The technology, which is tailored to the user’s preferences, then sends information about movement and speed wirelessly to move the Gen-3 arm. For example, it might be programmed so when the user lifts his toes on one foot, the arm will bend. And, when he lifts his heel, the same arm will straighten.
One woman in the VA study was able to return to her sewing passion, stitching together an apron. “A lot of our subjects want to cook and are very happy to be able to have two arms to use in cooking tasks,” Resnik says.
Last year, VA researchers launched a home-based study to track how the DEKA arm functions outside of a research setting. If the arm is commercially approved, Veterans Affairs and Department of Defense officials “are ready to go and acquire these for the veterans who qualify for them,” Ling says. As of this spring, no purchasing decision had been made — but roughly 300 veterans have expressed a strong interest in becoming the first users.
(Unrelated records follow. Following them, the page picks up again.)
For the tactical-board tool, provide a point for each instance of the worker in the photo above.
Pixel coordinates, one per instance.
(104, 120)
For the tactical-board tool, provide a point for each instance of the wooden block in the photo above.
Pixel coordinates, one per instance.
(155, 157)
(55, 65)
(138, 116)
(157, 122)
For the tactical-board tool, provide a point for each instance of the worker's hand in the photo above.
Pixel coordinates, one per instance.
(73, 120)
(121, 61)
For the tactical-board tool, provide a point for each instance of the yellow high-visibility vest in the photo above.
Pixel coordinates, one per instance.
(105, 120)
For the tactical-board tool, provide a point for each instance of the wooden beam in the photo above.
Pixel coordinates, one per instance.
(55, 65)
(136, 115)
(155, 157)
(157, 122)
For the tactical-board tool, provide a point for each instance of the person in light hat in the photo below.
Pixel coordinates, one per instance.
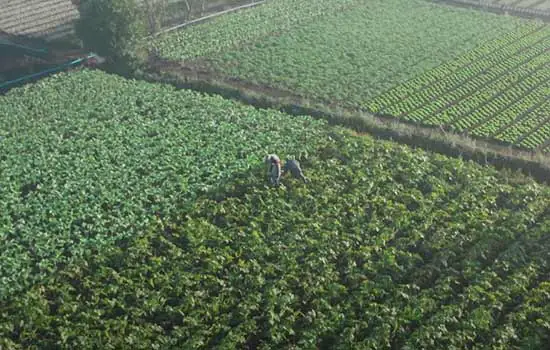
(275, 171)
(273, 168)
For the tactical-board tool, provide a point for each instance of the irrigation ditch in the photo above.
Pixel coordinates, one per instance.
(503, 157)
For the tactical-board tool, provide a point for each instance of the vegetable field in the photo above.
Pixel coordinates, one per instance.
(137, 216)
(474, 73)
(500, 90)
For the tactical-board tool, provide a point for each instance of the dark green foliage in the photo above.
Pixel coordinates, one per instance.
(386, 247)
(112, 28)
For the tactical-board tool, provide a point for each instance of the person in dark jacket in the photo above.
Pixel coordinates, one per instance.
(293, 166)
(273, 168)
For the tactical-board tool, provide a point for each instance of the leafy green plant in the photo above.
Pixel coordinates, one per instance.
(112, 29)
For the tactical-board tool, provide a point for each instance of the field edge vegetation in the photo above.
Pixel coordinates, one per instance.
(530, 163)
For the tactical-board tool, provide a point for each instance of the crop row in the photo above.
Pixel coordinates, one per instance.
(513, 133)
(382, 244)
(81, 170)
(466, 112)
(481, 53)
(503, 118)
(538, 137)
(490, 76)
(480, 68)
(311, 59)
(509, 96)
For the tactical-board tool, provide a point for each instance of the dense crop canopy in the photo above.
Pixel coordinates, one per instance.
(386, 247)
(87, 158)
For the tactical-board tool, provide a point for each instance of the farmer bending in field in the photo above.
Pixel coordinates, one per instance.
(274, 169)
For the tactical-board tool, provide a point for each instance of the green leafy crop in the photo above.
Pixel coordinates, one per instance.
(386, 247)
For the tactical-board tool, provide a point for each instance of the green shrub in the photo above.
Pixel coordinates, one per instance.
(112, 28)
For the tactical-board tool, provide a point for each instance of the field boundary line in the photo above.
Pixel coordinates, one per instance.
(471, 78)
(533, 5)
(485, 152)
(207, 17)
(500, 9)
(520, 139)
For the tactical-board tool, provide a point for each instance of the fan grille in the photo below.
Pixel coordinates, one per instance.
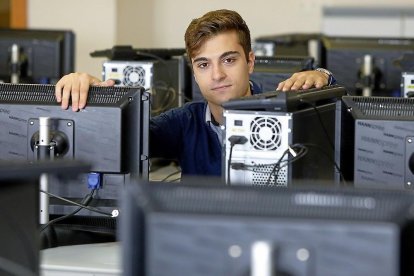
(265, 133)
(134, 76)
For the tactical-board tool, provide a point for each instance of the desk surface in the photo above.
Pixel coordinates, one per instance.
(86, 259)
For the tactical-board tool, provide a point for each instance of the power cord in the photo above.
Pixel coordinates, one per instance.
(95, 210)
(86, 200)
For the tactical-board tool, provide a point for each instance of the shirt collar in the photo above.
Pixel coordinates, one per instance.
(209, 119)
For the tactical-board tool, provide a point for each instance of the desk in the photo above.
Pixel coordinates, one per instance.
(99, 259)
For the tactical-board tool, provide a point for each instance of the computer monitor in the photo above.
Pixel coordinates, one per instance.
(36, 55)
(368, 66)
(373, 141)
(19, 212)
(110, 133)
(198, 228)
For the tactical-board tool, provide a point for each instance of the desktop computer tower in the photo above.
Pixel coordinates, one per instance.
(279, 148)
(165, 79)
(375, 142)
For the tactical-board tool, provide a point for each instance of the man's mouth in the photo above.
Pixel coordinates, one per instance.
(220, 87)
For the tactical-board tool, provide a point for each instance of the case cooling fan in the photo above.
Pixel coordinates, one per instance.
(265, 133)
(134, 76)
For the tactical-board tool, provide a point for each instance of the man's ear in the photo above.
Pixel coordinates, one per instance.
(250, 61)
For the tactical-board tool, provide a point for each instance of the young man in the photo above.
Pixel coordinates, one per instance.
(218, 45)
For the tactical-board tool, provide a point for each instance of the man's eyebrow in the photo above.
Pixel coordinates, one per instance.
(223, 55)
(229, 53)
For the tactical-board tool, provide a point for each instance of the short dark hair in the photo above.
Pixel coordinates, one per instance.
(214, 23)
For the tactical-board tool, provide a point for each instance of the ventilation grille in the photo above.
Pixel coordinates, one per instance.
(134, 76)
(265, 133)
(383, 106)
(263, 176)
(45, 94)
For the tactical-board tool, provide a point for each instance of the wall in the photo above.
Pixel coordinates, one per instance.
(100, 24)
(93, 22)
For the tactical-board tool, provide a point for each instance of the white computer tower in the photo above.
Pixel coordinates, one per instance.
(164, 79)
(267, 154)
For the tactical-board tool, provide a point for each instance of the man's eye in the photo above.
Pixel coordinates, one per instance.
(202, 65)
(229, 60)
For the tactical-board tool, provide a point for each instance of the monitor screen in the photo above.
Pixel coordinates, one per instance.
(368, 66)
(197, 228)
(19, 212)
(36, 55)
(110, 134)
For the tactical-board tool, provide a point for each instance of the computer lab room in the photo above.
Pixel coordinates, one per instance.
(207, 138)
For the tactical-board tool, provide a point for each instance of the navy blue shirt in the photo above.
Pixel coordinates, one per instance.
(184, 135)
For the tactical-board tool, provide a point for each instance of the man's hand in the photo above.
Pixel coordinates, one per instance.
(75, 86)
(304, 80)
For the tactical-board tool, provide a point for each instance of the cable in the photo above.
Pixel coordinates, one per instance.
(301, 151)
(87, 199)
(78, 204)
(14, 268)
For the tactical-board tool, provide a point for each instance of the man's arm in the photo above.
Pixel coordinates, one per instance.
(75, 86)
(307, 79)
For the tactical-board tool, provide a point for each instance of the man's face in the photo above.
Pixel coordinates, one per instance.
(221, 70)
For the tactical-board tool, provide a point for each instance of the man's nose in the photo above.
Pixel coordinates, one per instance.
(218, 73)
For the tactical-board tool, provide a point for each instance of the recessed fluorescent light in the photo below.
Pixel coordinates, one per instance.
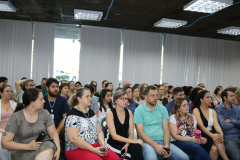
(207, 6)
(87, 15)
(169, 23)
(230, 31)
(6, 7)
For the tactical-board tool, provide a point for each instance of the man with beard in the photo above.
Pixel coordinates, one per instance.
(151, 120)
(56, 105)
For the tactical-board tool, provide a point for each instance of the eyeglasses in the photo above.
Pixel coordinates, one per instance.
(123, 99)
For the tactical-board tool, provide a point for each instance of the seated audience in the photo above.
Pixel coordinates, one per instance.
(26, 124)
(84, 139)
(105, 103)
(217, 99)
(135, 91)
(121, 129)
(7, 107)
(208, 124)
(183, 126)
(131, 105)
(229, 119)
(177, 93)
(151, 120)
(71, 88)
(63, 90)
(161, 98)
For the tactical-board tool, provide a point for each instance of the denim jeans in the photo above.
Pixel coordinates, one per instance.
(193, 149)
(149, 153)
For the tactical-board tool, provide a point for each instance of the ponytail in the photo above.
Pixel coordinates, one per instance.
(19, 107)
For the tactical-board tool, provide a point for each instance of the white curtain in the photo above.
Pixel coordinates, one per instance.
(15, 49)
(99, 55)
(192, 60)
(142, 57)
(44, 34)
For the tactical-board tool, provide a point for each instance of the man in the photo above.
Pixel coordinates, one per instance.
(42, 86)
(177, 93)
(23, 85)
(126, 83)
(56, 105)
(109, 86)
(151, 121)
(229, 120)
(94, 104)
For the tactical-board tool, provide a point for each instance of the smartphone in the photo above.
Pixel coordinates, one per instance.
(123, 153)
(41, 137)
(104, 149)
(167, 150)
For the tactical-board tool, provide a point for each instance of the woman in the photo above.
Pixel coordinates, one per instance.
(105, 103)
(161, 97)
(135, 91)
(121, 129)
(7, 107)
(71, 88)
(208, 124)
(131, 105)
(64, 89)
(217, 99)
(26, 124)
(184, 137)
(84, 136)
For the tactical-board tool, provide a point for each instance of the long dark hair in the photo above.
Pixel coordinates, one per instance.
(101, 99)
(28, 96)
(197, 102)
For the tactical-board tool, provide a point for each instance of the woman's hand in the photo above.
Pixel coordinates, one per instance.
(139, 141)
(34, 145)
(56, 155)
(125, 147)
(98, 151)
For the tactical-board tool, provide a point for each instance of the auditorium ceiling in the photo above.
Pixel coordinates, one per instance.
(130, 14)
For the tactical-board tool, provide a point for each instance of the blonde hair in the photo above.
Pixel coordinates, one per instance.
(176, 105)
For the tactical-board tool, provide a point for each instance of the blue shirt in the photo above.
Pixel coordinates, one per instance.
(151, 120)
(170, 104)
(133, 105)
(230, 130)
(60, 107)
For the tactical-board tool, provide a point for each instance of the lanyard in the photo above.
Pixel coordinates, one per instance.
(51, 106)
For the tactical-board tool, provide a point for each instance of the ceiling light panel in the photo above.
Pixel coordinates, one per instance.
(6, 7)
(207, 6)
(230, 31)
(87, 15)
(169, 23)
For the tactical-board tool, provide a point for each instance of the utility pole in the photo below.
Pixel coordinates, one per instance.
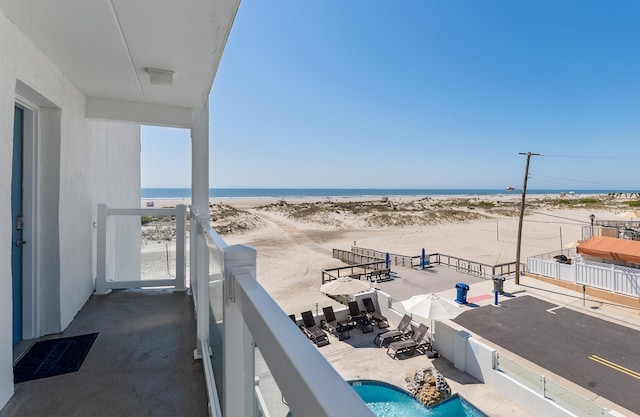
(524, 194)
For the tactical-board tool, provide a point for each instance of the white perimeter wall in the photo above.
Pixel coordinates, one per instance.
(81, 163)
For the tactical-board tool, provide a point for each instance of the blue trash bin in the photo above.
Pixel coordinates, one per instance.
(461, 294)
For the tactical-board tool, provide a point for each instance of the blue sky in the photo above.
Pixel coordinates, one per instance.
(420, 94)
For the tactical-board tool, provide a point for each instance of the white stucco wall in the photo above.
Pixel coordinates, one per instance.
(80, 164)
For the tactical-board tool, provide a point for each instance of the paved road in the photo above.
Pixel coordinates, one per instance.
(596, 354)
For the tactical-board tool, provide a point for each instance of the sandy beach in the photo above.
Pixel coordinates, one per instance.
(295, 238)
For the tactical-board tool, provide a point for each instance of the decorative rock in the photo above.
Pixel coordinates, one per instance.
(428, 386)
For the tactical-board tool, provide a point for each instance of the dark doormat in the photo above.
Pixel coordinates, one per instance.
(53, 357)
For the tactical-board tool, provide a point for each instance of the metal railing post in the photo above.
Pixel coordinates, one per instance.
(101, 250)
(238, 345)
(181, 266)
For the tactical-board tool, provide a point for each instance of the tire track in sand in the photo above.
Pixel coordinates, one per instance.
(293, 233)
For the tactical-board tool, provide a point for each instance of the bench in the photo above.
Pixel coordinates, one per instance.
(379, 275)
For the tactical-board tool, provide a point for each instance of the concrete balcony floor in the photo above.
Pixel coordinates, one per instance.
(141, 364)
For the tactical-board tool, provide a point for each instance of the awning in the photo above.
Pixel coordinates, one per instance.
(611, 248)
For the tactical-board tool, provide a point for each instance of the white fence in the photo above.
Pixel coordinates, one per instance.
(609, 277)
(234, 307)
(109, 237)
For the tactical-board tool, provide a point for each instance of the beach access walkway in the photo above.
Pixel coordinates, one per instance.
(359, 358)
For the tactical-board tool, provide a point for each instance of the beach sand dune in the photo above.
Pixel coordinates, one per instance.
(295, 238)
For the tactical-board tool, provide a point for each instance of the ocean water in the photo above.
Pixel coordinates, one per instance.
(181, 193)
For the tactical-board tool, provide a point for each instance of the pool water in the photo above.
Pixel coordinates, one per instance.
(386, 400)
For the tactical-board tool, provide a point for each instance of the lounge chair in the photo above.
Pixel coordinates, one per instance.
(313, 332)
(357, 317)
(394, 334)
(330, 324)
(408, 345)
(374, 315)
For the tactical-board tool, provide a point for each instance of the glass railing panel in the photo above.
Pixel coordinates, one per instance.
(216, 303)
(549, 389)
(571, 401)
(520, 374)
(270, 401)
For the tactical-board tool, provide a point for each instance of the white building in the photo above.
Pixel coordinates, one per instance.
(77, 79)
(75, 85)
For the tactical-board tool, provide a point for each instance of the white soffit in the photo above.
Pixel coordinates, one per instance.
(105, 47)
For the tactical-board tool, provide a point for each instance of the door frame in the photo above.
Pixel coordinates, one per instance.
(30, 169)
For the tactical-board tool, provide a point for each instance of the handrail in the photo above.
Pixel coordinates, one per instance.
(103, 286)
(485, 271)
(212, 393)
(311, 385)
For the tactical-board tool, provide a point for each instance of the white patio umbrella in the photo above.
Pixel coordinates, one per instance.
(430, 306)
(344, 286)
(633, 214)
(573, 244)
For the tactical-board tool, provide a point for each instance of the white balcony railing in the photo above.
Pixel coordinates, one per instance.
(108, 238)
(234, 307)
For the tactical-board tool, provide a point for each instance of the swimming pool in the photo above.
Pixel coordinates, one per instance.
(386, 400)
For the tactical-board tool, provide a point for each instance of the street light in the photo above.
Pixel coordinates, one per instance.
(524, 195)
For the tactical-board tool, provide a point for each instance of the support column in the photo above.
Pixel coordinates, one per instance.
(200, 209)
(238, 346)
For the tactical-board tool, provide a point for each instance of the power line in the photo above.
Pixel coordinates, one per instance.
(600, 157)
(582, 181)
(560, 217)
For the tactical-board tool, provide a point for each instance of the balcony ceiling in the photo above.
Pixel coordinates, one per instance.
(105, 46)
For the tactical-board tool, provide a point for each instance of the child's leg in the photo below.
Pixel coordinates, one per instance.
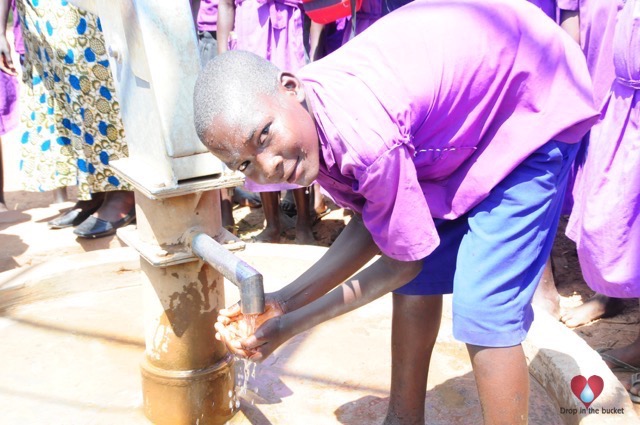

THE MOON SHOT, THOUGH — and the second research avenue that involves Scheuermann — focuses on integrating an artificial arm with the body’s own neuro-circuitry. “Clearly, we had to tie this directly into the brain so that the patient could just think about it and make it work,” Ling says. Led by Johns Hopkins University’s Applied Physics Laboratory (APL), the idea is to enable more natural prosthetic movement by accessing the brain’s own nerve pathways. The concept, which Ling describes as “pretty Space Age–thinking,” is not as farfetched as it might initially sound. When you close your eyes and move your arm up and down, you still sense where it’s located, says Bob Armiger, a biomedical engineer at the Johns Hopkins lab. “When you lose an arm, you don’t lose that sense of the limb itself,” he says, explaining that the related brain region likely remains intact.